ワークフロー インスタンスで、使用するリソースおよび用途の範囲を宣言すること。

範囲内にある場合、これらのリソースが他のどのワークフロー インスタンスによって使用されないようにすること。

[Lock] タスクを使用すると、複数のワークフローによるコンポーネントの並列使用を防ぐことができます。1 つのリソースを表すオブジェクトをロックし、それへのアクセスを防ぐことができます。リソースの識別情報は、ロックの名前の役割を果たします。任意の時点で、ロックは、ほとんどの場合、1 つのワークフローによってのみ所有されます。リソースは、ロールバック中に自動的にロックできます。

システムでは、デッドロックが発生する前に防止されます。デッドロックが発生しそうになったときには、ワークフローに属している、進捗が最も少ないロック操作に、障害が発生します。障害が発生したロックにより、ワークフローが強制終了される場合と、ワークフローが強制終了されない場合があります。

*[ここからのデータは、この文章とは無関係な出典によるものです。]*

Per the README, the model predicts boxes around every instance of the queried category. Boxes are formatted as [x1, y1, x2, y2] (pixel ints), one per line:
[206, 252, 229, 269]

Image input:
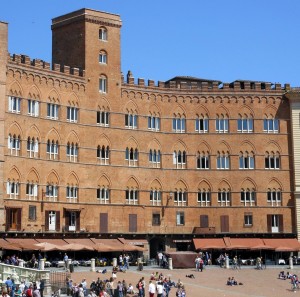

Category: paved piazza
[62, 266, 300, 297]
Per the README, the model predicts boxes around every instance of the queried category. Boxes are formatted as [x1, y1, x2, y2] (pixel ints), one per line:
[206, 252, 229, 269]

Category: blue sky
[0, 0, 300, 87]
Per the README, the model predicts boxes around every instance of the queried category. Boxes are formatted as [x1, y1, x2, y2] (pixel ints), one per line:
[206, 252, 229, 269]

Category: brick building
[0, 9, 299, 255]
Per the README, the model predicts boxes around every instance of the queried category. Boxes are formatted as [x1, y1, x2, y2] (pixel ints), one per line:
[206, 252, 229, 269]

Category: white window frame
[176, 211, 185, 226]
[7, 134, 21, 156]
[8, 96, 21, 113]
[173, 150, 187, 169]
[195, 117, 209, 133]
[27, 99, 39, 117]
[197, 190, 211, 206]
[67, 142, 78, 162]
[265, 152, 280, 170]
[66, 186, 78, 202]
[97, 187, 110, 204]
[99, 27, 107, 41]
[216, 116, 229, 133]
[47, 103, 59, 120]
[267, 189, 282, 206]
[239, 153, 255, 170]
[45, 184, 58, 202]
[172, 117, 186, 133]
[218, 190, 231, 207]
[6, 181, 20, 199]
[99, 51, 107, 65]
[99, 76, 107, 94]
[237, 117, 254, 133]
[47, 140, 59, 160]
[149, 149, 161, 168]
[217, 154, 230, 170]
[27, 137, 39, 158]
[67, 106, 78, 123]
[150, 190, 161, 205]
[97, 110, 109, 127]
[263, 117, 279, 133]
[26, 182, 38, 200]
[148, 116, 160, 131]
[125, 147, 139, 167]
[196, 152, 210, 170]
[174, 191, 188, 206]
[125, 113, 138, 129]
[240, 189, 256, 206]
[126, 189, 139, 205]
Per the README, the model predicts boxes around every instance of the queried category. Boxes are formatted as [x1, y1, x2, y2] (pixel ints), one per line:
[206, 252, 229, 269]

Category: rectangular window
[244, 213, 253, 227]
[97, 110, 109, 127]
[216, 118, 229, 133]
[47, 103, 59, 120]
[28, 205, 36, 221]
[126, 190, 139, 205]
[150, 190, 161, 205]
[8, 96, 21, 113]
[218, 191, 230, 206]
[217, 156, 229, 169]
[195, 118, 208, 133]
[176, 211, 184, 226]
[99, 77, 107, 93]
[67, 106, 78, 123]
[197, 191, 210, 206]
[152, 213, 160, 226]
[97, 188, 109, 204]
[28, 99, 39, 117]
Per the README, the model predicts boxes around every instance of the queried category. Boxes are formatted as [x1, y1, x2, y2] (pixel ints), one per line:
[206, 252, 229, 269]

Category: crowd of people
[2, 277, 45, 297]
[67, 271, 186, 297]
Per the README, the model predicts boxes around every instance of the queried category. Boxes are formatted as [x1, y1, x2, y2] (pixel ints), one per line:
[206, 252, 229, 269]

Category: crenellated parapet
[122, 71, 291, 93]
[8, 54, 85, 77]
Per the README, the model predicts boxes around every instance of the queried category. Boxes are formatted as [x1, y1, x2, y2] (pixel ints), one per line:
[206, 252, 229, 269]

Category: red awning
[263, 238, 300, 251]
[193, 238, 226, 250]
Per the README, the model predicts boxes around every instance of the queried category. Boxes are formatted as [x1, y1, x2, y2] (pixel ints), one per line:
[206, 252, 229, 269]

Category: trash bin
[69, 264, 74, 273]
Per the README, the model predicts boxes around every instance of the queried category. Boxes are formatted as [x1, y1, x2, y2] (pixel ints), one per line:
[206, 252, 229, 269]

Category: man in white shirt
[148, 281, 155, 297]
[156, 282, 164, 297]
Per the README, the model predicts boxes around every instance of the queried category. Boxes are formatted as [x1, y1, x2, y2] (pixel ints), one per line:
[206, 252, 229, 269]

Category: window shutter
[278, 215, 283, 232]
[45, 210, 49, 231]
[267, 215, 272, 232]
[6, 181, 10, 195]
[5, 208, 11, 231]
[99, 213, 108, 233]
[200, 215, 208, 228]
[8, 96, 12, 111]
[76, 211, 80, 231]
[7, 135, 11, 149]
[129, 214, 137, 232]
[55, 211, 60, 231]
[34, 101, 39, 117]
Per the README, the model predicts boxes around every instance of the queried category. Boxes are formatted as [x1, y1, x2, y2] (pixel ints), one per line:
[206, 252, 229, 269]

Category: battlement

ロッキング メカニズムにより、各リソースに対する各アクセスが網羅されるわけではありません。ワークフローだけが、ロッキング プロセスに参加します。ワークフローによってリソースがロックされた場合でも、非ワークフロー アクティビティによってリソースにアクセスできます。ロッキング プロセスへの参加はオプションです。

次の作業を実行できます。

単一または複数のリソースをロックする、または、ロックを解除する。

ワークフローが終了したときに、リソースのロックを解除する。

ロールバック中にリソースをロックする。

ワークフロー コール(同期ワークフロー ネスティング)

同期ワークフロー ネスティングを使用すると、ワークフロー設計者は、サブワークフローを同期的に起動し、実行されている各サブワークフローに引数を渡すことができます。これによって、ワークフロー設計者は、親ワークフローおよび他のサブワークフローで実行されているタスクから、サブワークフローで実行されているタスクを、できる限り分離することができます。

次の機能を使用できます。

子ワークフローが、別のワークフローで実行される機能。親ワークフローで、子ワークフローの終了を待つ機能。

子ワークフローが停止するときに、その親ワークフローも停止される機能。

子ワークフローで、別の範囲のアトリビュートを持つ機能。

子ワークフローの出力が、親ワークフローに送信される機能。

親ワークフローからその子ワークフローに、パラメータを渡すことができる機能。

同じ系統の深さ全体で、正しいロールバック シーケンスが維持される機能。

子ワークフローが、API を介して見えない機能。親ワークフローと直接やり取りします。

親ワークフローでの削除および強制終了のオペレーションが、子ワークフローに任される機能。


) ワークフローのネスティングの最大の深さは、レジストリに定義されます。デフォルト値は 16 です。